Die öffentliche Debatte um die zu­nehmende Präsenz Schwarzer Frauen in der offiziellen Politik ist wichtig und etwas Hoffnungsvolles, das aus der Flut an schlech­ten Nachrichten hervorsticht. Der Weg, der noch vor uns liegt, ist lang und steinig, er verlangt Mut und Entschlossenheit, denn die reaktionären Teile der Bevölkerung und die politische Rechte wollen diesen Fortschritt um jeden Preis verhindern.

Ein langer Kampf

Im November 2020 wurden in Brasilien er­neut Stadträt*innen und Bürgermeister*innen gewählt und wir konnten einen historischen Erfolg erzielen: Noch nie zuvor wurden im ganzen Land so viele Schwarze Frauen gewählt. Viele von ihnen nehmen erneut kol­lektive Mandate wahr. Ein Beispiel hierfür ist die Gruppe Quilombo Periférico in São Paulo, in der sich Schwarze Männer und Frauen aus der Peripherie zusammengeschlossen haben. Erika Hilton, eine junge Transfrau, erhielt die allermeisten Stimmen in der Stadt. Auch wenn die Vertreter*innen der alten Politik weiterhin die politischen Räume besetzen, sind diese Wahlergebnisse strategisch wichtig für den politischen Kampf um die Köpfe und Herzen der Menschen. Es ist von enormer Bedeutung, in den Stadträten präsent zu sein. Dennoch möchte ich vor allem die Prozesse hervorheben, die uns dorthin gebracht haben: die vielen kollektiven Debatten, die Kämpfe um gesellschaftliche Teilhabe und die gemein­samen Lernprozesse. Lokale und regionale Wahlen in Brasilien bieten dabei für Weiße, die sich als antirassistisch verstehen, die Gelegen­heit, ihrer Haltung Nachdruck zu verleihen.

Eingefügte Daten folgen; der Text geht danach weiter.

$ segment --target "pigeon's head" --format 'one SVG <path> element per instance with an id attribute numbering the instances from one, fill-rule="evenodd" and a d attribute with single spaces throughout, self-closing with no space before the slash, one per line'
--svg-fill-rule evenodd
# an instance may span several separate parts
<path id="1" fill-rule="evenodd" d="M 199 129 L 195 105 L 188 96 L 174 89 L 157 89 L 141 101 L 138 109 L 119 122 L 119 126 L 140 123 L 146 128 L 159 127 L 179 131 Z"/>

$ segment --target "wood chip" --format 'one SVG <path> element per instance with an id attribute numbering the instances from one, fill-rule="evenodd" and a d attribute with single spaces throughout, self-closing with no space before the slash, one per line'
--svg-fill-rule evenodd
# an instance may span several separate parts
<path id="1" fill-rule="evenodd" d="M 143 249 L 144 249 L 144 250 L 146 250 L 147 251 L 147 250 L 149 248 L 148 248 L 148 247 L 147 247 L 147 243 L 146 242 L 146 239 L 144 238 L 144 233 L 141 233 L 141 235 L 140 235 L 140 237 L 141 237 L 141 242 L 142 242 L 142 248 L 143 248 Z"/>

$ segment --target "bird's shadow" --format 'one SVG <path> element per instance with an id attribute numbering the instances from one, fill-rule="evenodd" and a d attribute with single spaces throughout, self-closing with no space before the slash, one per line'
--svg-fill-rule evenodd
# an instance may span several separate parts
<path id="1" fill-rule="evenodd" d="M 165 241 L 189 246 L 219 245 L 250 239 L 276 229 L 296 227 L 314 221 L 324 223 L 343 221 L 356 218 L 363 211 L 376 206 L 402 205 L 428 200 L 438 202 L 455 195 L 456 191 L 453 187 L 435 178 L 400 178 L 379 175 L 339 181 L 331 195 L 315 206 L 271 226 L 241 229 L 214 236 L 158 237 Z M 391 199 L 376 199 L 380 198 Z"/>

Der Aktivismus Schwarzer Frauen in Bra­silien wird andauern und nicht nachlassen. Wir kämpfen an vielen Fronten und diese Kämpfe ergänzen und verstärken sich gegenseitig. Die institutionalisierte Politik ist eine dieser Fronten – ein strategisch wichtiger Ort, der es uns erlaubt, in anderen Bereichen weitere Fortschritte zu erzielen. Es ist ein langwieriger Prozess, der nicht so schnell voranschreitet, wie wir es gerne hätten und wie es notwendig wäre, um das Vordringen der extremen Rech­ten aufzuhalten. Doch die konkrete Hoffnung entsteht im Alltag, wo die eigene Existenz an sich schon ein Akt des Widerstands ist.

Aus dem brasilianischen Portugiesisch von Caroline Kim und Oliver Precht

1 In BPoC Communities bezieht sich das Konzept der Resilienz auf die kollektive Fähigkeit, eine Widerstands­fähigkeit gegenüber (intergenerationalen) Traumata, Unterdrückung und Ausgrenzung zu entwickeln. Dabei wird auf das Wissen und auf (körperliche) Erfahrungen vorangegangener Generationen Bezug genommen. Resilient sein ist dabei keine Wahl, sondern eine Überlebensstrategie und selbst ein Akt des Widerstands [Anm. d. Übers.]